Friday, December 11, 2015

Segmentation Exceptions in SDL Trados Studio

In addition to creating custom segmentation rules, Studio allows us to add exceptions to new or existing rules. This post will explain how to do just that in Studio 2015.

A sample use case

In the example below, the translation for "Made in China" will propagate from segment 2 to segment 4, but this is not desirable in Spanish, as the verb needs to be singular in segment 2 and plural in segment 4, a distinction that exists in Spanish but not in English. Furthermore, there is gender to be taken into account, which in this case doesn't matter, but in other segments will make a difference.

Adding an exception to a segmentation rule

Segmentation rules are modified in each TM's settings. For this example, we will go to Project Settings - Language Pairs - All Language Pairs - Translation Memory and Automated Translation, select the appropriate TM and click Settings, then Language Resources - Segmentation Rules.

I will then select the Colon rule and click Edit.

At the bottom of the Edit Segmentation Rule window, select the Add button next to the Exceptions pane, and then the Advanced View button in the window that opens, to get to the Add Rule Exception window.

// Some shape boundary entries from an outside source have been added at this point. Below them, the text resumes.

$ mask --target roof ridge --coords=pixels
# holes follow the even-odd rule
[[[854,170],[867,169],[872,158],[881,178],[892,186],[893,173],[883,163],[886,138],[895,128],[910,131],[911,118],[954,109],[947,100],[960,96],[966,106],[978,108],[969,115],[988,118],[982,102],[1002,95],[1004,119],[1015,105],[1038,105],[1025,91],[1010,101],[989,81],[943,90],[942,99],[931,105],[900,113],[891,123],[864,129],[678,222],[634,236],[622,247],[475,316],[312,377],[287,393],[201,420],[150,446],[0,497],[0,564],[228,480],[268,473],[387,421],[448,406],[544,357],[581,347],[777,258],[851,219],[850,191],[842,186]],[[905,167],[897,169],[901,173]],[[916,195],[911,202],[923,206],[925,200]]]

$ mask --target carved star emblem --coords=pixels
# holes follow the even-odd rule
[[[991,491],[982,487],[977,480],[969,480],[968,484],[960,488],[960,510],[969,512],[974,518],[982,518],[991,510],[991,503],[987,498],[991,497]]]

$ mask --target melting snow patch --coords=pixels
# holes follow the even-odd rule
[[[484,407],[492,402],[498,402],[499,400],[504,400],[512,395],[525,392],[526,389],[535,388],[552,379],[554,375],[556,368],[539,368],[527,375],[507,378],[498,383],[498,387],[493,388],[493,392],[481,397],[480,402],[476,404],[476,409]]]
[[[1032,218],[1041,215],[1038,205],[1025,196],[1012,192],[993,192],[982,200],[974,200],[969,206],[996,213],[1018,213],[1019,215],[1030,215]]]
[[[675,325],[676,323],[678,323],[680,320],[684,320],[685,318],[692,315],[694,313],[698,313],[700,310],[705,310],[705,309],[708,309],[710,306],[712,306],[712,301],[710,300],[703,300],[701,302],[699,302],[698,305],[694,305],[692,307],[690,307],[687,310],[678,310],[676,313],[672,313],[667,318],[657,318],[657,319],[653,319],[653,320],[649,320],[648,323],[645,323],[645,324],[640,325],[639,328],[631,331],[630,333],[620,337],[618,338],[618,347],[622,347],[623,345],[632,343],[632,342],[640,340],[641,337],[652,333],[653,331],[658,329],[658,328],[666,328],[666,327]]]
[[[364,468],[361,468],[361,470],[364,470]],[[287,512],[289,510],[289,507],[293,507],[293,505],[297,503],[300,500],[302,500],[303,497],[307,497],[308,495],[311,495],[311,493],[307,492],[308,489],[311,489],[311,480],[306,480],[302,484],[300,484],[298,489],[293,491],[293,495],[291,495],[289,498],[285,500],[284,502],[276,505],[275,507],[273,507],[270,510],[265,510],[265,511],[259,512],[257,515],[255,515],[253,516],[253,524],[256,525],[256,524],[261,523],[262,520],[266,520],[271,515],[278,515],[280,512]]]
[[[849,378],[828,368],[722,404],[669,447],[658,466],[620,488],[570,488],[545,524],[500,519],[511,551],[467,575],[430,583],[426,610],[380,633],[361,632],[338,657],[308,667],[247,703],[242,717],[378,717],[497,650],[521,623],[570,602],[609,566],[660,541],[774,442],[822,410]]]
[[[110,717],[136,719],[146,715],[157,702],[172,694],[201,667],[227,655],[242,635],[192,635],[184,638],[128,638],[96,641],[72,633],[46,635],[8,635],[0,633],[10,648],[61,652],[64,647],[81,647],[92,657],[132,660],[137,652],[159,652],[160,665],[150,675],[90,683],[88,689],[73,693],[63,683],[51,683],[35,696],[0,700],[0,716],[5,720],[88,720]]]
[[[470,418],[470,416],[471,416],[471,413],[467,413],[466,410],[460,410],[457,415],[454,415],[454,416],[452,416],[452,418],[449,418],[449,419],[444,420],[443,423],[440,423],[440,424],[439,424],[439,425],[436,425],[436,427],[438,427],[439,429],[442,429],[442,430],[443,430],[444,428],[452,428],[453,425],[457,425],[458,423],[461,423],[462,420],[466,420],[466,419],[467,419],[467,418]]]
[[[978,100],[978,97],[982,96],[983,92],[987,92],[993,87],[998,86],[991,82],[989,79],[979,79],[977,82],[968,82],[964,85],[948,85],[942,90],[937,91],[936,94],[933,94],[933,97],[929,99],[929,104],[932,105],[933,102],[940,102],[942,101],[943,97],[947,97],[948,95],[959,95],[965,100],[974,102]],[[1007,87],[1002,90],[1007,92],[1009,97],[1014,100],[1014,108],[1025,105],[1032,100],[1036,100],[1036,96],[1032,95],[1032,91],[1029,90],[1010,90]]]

This is where we will tell Studio when NOT to segment after a colon, so let's keep our source text in mind to make sure we don't miss anything.

Battery: Made in China
Batteries: Made in China

I want Studio to ignore the colon segmentation rule whenever it comes across the phrase "Made in". The part that I need to change in the rule is what comes after the break, that is, when "Made in" appears after a colon, the colon rule should be skipped. It looks simple enough, but there is one little thing to keep in mind: there is also a space after the colon, and if I don't add that, the exception won't work. So what I really need is for the colon segmentation rule to be ignored when "space + Made in" is found after a colon.

\s represents any whitespace in regular expressions, and it's already included in the "After break" pane as shown above, so I just need to add "Made in" right after it.

After clicking OK, I see that the exception has now been added to the rule.

After closing all the open windows, it's time to process the file with the new segmentation. If my file had been added to my project before adding the exception, I will need to remove it, add it back and reprocess it for the exception to take effect.

And here's the resulting segmentation, just what I needed!

This example uses simple text content for the exception, but with regular expressions, even more powerful exceptions can be added to fit a variety of scenarios.